White said the new NEEM ice cores will more accurately portray past changes in temperatures and greenhouse gas concentrations in the Eemian, making it the best analogue for future climate change on Earth.
An international study released by the National Oceanic and Atmospheric Administration last week showed the first decade of the 21st century was the warmest on record for the planet.
The NEEM project involves 300 scientists and students and is led by Professor Dorthe Dahl-Jensen, director of the University of Copenhagen’s Centre of Ice and Climate. The United States portion of the effort is funded by the National Science Foundation’s Office of Polar Programs.
“We expect that our findings will increase our knowledge on the future climate system and increase our ability to predict the speed and final height of sea level rise during the Eemian,” said Dahl-Jensen.
The vast majority of climate scientists attribute rising temperatures on Earth to increased greenhouse gases pumped into the atmosphere as a result of human activity. The Intergovernmental Panel on Climate Change concluded that temperatures on Earth could rise by as much as 10 degrees F above today’s temperatures in the next century, primarily due to atmospheric greenhouse gases.

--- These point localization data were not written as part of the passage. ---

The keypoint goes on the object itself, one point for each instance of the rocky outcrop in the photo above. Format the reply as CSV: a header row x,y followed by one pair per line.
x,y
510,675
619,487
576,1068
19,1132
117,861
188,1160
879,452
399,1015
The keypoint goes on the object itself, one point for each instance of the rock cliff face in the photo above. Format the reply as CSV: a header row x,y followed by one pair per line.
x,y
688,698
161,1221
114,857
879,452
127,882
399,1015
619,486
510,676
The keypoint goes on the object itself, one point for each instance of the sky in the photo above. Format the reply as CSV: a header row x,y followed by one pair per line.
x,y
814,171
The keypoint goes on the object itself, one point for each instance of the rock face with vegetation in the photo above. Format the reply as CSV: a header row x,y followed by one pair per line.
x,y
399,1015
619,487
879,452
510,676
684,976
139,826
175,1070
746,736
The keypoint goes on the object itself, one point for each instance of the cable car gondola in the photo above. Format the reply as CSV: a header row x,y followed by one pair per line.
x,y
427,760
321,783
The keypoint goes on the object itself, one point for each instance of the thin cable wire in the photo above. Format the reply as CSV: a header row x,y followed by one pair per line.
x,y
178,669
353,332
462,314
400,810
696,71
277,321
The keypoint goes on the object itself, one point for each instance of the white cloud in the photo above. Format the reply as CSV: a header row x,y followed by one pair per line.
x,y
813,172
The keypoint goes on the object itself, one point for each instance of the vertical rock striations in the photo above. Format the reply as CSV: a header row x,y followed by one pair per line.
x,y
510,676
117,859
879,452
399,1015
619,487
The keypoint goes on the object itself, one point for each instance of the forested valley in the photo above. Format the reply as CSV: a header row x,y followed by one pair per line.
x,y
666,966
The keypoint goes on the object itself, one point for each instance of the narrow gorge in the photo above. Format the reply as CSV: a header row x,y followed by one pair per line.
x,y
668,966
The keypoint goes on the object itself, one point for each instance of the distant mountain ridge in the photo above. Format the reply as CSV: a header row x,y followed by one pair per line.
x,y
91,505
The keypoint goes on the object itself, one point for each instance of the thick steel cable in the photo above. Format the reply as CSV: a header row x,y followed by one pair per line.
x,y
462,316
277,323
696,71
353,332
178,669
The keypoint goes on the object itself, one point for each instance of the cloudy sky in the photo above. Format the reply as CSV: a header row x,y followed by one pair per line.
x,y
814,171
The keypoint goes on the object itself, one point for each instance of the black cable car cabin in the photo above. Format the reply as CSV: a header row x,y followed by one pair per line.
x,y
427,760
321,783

The NEEM facility includes a large dome, a drilling rig to extract 3-inch in diameter ice cores, drilling trenches, labs and living quarters. The United States is leading the laboratory analysis of atmospheric gases trapped in bubbles within the cores, including greenhouse gases like carbon dioxide and methane.
Other nations involved in NEEM include Belgium, Canada, France, Germany, Iceland, Japan, Korea, the Netherlands, Sweden, Switzerland and the United Kingdom. Other U.S. institutions involved in the effort include Oregon State University, Penn State, the University of California, San Diego and Dartmouth College.
Other CU-Boulder participants include postdoctoral researcher Vasilii Petrenko and doctoral student Tyler Jones. White also is a professor in CU-Boulder’s geological sciences department.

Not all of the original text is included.